Dentro de este mismo punto, debe mencionarse que el comportamiento de la población encuestada a mantener las normas de bioseguridad, es una sin acción que evidencia mucha responsabilidad hacia nosotros mismos y las demás personas. Así por ejemplo los resultados obtenidos permitieron evidenciar que no han viajado, no han salido del país, se han abstenido de realizar y recibir visitas de grupos de amigos y asistiendo a lugares como mercados y supermercados, o terminales terrestres, con mucho cuidado.
Los datos obtenidos sobre el nivel de ansiedad y depresión en la población analizada, ha puesto en el punto de mira, el hecho de que la salud mental de las personas, en especial de las mujeres, está afectada a raíz del confinamiento obligatorio del que fue objeto todo el mundo y Ecuador. El encierro, las dudas, la zozobra y los momentos de incertidumbre han generado en toda la población en general.
Existe relación directa entre las variables de ansiedad y depresión con factores tales como la edad, ya que se ha quedado demostrado que las personas adultas mayores son aquellas que tienen más dificultad para poder sobrevivir y sobrellevar la etapa dura de la pandemia.
Las variables del confinamiento COVID-19 han dado resultados alentadores en cuanto al mantenimiento de las normas de bioseguridad, para evitar precisamente el aumento de tantos contagios. Es así como los índices de realización de visitas y mantenerse al lado de personas que ya han pasado el COVID- 19 es algo que se escapa de las manos están bajos.
Las visitas a supermercados y mercados se hacen con otro tipo de horario, manteniendo el que todavía se sostienen en los mercados locales. En estas zonas el cuidado de personas, es realmente ordenado, no se permite que nadie ingrese sin su mascarilla, y gel o alcohol antibacterial.
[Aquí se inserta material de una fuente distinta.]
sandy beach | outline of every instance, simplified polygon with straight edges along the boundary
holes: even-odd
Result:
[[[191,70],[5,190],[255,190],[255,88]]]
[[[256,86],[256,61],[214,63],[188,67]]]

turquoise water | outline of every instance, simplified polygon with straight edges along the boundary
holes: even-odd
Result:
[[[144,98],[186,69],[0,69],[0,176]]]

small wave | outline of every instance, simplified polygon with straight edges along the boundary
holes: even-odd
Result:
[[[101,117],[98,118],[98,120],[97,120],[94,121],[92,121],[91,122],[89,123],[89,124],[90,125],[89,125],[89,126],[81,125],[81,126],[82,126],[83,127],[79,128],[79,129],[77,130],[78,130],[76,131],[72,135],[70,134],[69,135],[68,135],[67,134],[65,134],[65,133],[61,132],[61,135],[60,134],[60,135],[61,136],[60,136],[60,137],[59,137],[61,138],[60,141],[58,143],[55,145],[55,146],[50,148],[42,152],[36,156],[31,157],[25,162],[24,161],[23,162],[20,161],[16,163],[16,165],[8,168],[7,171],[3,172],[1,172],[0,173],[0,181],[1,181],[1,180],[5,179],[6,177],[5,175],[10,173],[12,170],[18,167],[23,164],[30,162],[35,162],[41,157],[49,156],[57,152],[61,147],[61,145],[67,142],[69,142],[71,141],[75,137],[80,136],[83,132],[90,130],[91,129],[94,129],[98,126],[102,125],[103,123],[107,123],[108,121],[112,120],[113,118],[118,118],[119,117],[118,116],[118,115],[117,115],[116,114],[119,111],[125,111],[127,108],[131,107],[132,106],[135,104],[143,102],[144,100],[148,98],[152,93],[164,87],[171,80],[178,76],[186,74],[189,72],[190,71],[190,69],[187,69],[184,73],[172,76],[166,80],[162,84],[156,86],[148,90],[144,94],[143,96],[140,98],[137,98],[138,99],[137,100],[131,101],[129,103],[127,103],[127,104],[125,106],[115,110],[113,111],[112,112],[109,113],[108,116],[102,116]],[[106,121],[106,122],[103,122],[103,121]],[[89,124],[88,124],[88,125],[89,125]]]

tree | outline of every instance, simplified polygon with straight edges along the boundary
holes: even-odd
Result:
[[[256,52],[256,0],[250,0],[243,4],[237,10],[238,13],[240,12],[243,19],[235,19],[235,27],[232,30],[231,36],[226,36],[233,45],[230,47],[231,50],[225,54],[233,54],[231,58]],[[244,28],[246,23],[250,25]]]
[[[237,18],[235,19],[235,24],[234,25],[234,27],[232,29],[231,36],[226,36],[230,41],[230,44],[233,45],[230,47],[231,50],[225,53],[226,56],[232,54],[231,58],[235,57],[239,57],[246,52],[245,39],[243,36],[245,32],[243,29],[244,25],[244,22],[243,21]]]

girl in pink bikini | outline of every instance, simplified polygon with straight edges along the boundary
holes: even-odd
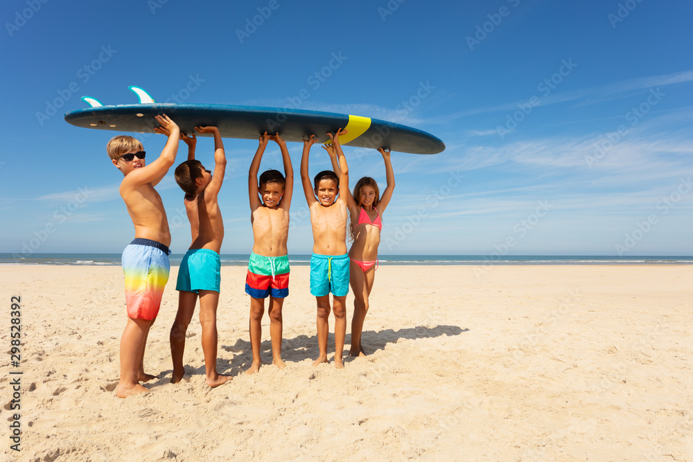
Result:
[[[330,153],[331,159],[336,160],[336,156],[333,155],[333,150],[326,149]],[[368,297],[373,288],[373,281],[378,267],[378,246],[380,243],[380,230],[383,229],[381,217],[394,190],[394,172],[390,161],[390,152],[382,148],[378,151],[383,154],[385,161],[385,179],[387,182],[383,196],[380,195],[376,180],[370,177],[364,177],[356,182],[353,194],[350,192],[346,201],[351,217],[349,231],[351,239],[353,241],[349,251],[349,257],[351,260],[349,283],[354,295],[351,348],[349,348],[351,356],[365,355],[361,346],[361,332],[368,312]],[[333,167],[336,163],[334,160],[332,163]],[[338,166],[336,168],[339,168]],[[339,175],[336,170],[335,172]]]

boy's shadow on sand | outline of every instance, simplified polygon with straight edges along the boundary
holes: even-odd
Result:
[[[430,339],[441,335],[459,335],[469,329],[463,329],[457,326],[436,326],[426,327],[417,326],[414,328],[407,328],[394,330],[385,329],[376,332],[374,330],[364,330],[361,334],[361,340],[364,344],[364,350],[367,355],[372,355],[378,350],[384,350],[388,344],[396,344],[400,339]],[[188,337],[186,344],[198,340],[196,337]],[[199,341],[199,340],[198,340]],[[344,339],[344,362],[351,362],[356,358],[349,355],[349,345],[351,343],[351,335],[347,334]],[[335,335],[330,334],[327,339],[328,358],[331,358],[334,354]],[[237,353],[230,359],[227,353]],[[260,355],[265,366],[272,364],[272,341],[265,340],[260,344]],[[305,359],[315,359],[319,355],[317,345],[317,335],[299,335],[293,339],[283,339],[281,341],[281,359],[285,362],[300,362]],[[253,354],[250,341],[238,339],[233,346],[225,345],[219,342],[219,350],[217,355],[217,371],[221,374],[236,375],[242,373],[250,367],[252,364]],[[189,359],[188,359],[189,361]],[[332,362],[333,359],[330,359]],[[204,375],[204,363],[195,362],[200,364],[198,367],[193,367],[190,364],[185,364],[185,375],[183,381],[187,382],[195,375]],[[147,384],[147,388],[153,388],[164,385],[170,382],[173,369],[162,371],[157,377],[157,380]],[[113,384],[113,389],[117,382]]]
[[[459,335],[464,332],[468,332],[469,329],[463,329],[457,326],[436,326],[435,327],[426,327],[417,326],[414,328],[407,328],[394,330],[393,329],[385,329],[376,332],[374,330],[364,330],[361,335],[361,340],[364,345],[364,350],[367,355],[372,355],[378,350],[384,350],[388,344],[395,344],[400,339],[428,339],[440,337],[441,335]],[[351,335],[347,334],[344,339],[344,362],[349,362],[356,357],[349,355],[349,346],[351,342]],[[240,352],[236,355],[230,361],[224,357],[225,351],[234,353]],[[331,333],[327,339],[327,354],[331,358],[335,351],[335,335]],[[272,364],[272,341],[265,340],[260,344],[260,355],[262,357],[264,364]],[[299,335],[292,339],[283,339],[281,341],[281,359],[285,362],[300,362],[305,359],[316,359],[319,355],[319,349],[317,344],[317,335]],[[332,362],[331,359],[330,362]],[[219,352],[219,358],[217,359],[218,368],[220,371],[226,371],[225,373],[231,373],[231,369],[240,368],[245,371],[250,367],[252,363],[252,350],[250,341],[248,340],[238,339],[232,346],[221,345]],[[228,368],[224,368],[224,366],[228,366]],[[204,373],[204,365],[197,369],[200,373]],[[234,371],[235,372],[235,371]]]

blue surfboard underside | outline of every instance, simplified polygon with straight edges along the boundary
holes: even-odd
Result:
[[[135,104],[100,106],[71,111],[65,121],[77,127],[115,132],[154,133],[155,116],[166,114],[190,135],[198,125],[214,125],[224,138],[257,139],[265,132],[279,132],[287,141],[301,141],[311,134],[328,141],[326,133],[346,127],[346,114],[319,111],[202,104]],[[200,136],[209,134],[196,134]],[[398,123],[375,118],[360,136],[344,143],[358,148],[384,148],[412,154],[437,154],[445,143],[433,135]]]

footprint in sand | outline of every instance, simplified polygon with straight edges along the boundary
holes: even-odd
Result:
[[[104,391],[108,391],[108,392],[115,391],[116,388],[118,388],[118,382],[112,382],[111,383],[108,384],[105,387],[100,387],[100,389],[102,390],[103,390]]]
[[[62,393],[63,391],[64,391],[67,389],[65,388],[64,387],[60,387],[59,388],[57,388],[57,389],[55,389],[55,391],[53,392],[53,396],[58,396],[58,395],[60,395],[61,393]]]

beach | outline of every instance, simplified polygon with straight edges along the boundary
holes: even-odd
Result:
[[[19,461],[693,460],[693,265],[397,266],[377,270],[362,343],[313,367],[309,268],[291,269],[282,357],[265,311],[251,363],[246,269],[222,267],[220,373],[197,314],[177,384],[177,267],[149,335],[151,393],[114,390],[126,321],[119,266],[0,266],[3,459]],[[21,362],[10,297],[21,296]],[[353,296],[347,297],[346,346]],[[333,317],[331,318],[333,332]],[[21,374],[10,374],[21,372]],[[11,381],[21,382],[12,409]],[[19,414],[21,452],[9,422]]]

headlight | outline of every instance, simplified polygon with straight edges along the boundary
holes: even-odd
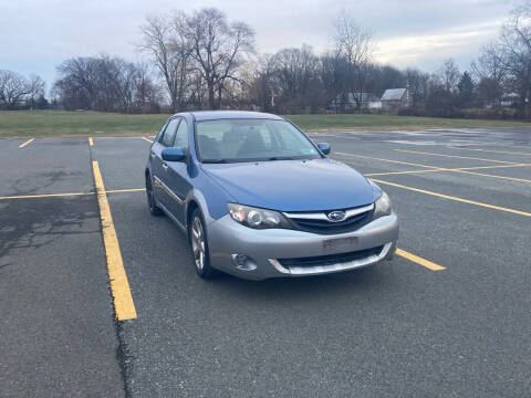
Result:
[[[391,206],[391,199],[387,193],[382,191],[382,195],[376,202],[374,203],[374,219],[377,219],[383,216],[389,216],[393,211],[393,207]]]
[[[253,208],[238,203],[227,203],[232,220],[254,229],[285,228],[287,221],[278,211]]]

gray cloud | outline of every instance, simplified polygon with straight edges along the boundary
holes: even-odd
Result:
[[[51,82],[56,64],[69,56],[104,52],[137,59],[134,43],[146,14],[201,7],[217,7],[252,25],[260,52],[302,43],[323,51],[337,12],[350,12],[375,32],[382,62],[433,71],[454,56],[466,69],[497,36],[512,6],[492,0],[2,1],[0,69],[38,73]]]

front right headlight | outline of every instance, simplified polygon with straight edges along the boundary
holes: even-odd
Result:
[[[391,198],[387,193],[382,191],[382,195],[374,202],[374,219],[377,219],[383,216],[389,216],[393,212],[393,207],[391,206]]]
[[[273,210],[260,209],[239,203],[227,203],[232,220],[253,229],[287,228],[284,217]]]

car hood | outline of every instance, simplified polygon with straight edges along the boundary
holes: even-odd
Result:
[[[271,210],[335,210],[375,200],[365,177],[327,158],[204,164],[202,168],[239,203]]]

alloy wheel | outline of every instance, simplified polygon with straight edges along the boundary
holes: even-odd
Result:
[[[195,217],[191,223],[191,250],[198,271],[205,268],[205,234],[199,217]]]

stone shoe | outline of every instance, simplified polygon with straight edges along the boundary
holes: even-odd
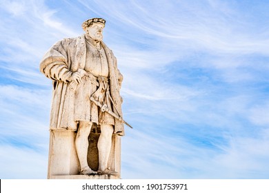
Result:
[[[112,176],[114,176],[116,177],[119,176],[119,172],[115,172],[115,171],[111,171],[110,168],[109,168],[109,167],[106,168],[103,171],[98,170],[97,171],[97,174],[99,175],[112,175]]]
[[[97,172],[93,171],[90,167],[84,168],[80,172],[81,175],[95,175],[97,174]]]

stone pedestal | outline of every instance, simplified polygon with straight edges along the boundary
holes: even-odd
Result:
[[[76,132],[68,130],[50,130],[48,179],[119,179],[111,175],[79,175],[80,166],[77,158],[74,139]],[[99,130],[92,129],[88,137],[88,163],[94,171],[98,170],[97,141]],[[121,136],[112,135],[112,143],[108,167],[121,172]]]

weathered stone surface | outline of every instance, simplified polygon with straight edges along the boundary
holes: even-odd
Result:
[[[85,34],[58,41],[40,63],[53,83],[48,179],[120,176],[123,77],[102,41],[105,23],[86,21]]]

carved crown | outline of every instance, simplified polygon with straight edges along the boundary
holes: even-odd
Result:
[[[102,18],[89,19],[85,21],[82,23],[82,28],[85,31],[88,27],[89,27],[90,25],[92,25],[92,23],[103,23],[103,25],[105,25],[106,20],[102,19]]]

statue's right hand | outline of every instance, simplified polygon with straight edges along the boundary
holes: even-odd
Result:
[[[71,81],[78,84],[81,82],[81,75],[78,72],[73,72],[71,75]]]

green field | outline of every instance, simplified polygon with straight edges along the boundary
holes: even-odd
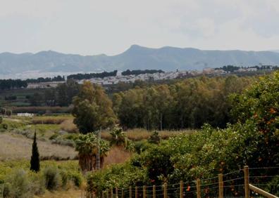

Al respecto en ambas situaciones las personas participantes han negado mantener este tipo de contactos, pero no por ello resulta ser sumamente inquietantes el poder estar en contacto o cercanía con otra persona que pudiere estar pasando la enfermedad y contagiarnos. Tal como se lo ha señalado con anterioridad, los casos a nivel nacional y mundial de alteraciones psicológicas como la ansiedad y depresión han tenido un aumento impresionante en las estadísticas, debiendo implementarse protocolos dentro del servicio de salud pública para atender las solicitudes y llamadas que llegan a las instancias de colaboración.
Para futuras investigación sería de suma importancia estudiar la ansiedad y depresión frente al distanciamiento social debido a la emergencia sanitaria por COVID-19 y a su vez incluir otras variables de estudio, como el miedo al COVID-1937, conductas agresivas38, funcionalidad neuropsicológica39, malestar psicológico40, estrés y síntomas psicopatológicos, en diferentes poblaciones como profesionales de la salud, niños, adolescentes, adultos mayor y personas con discapacidad41.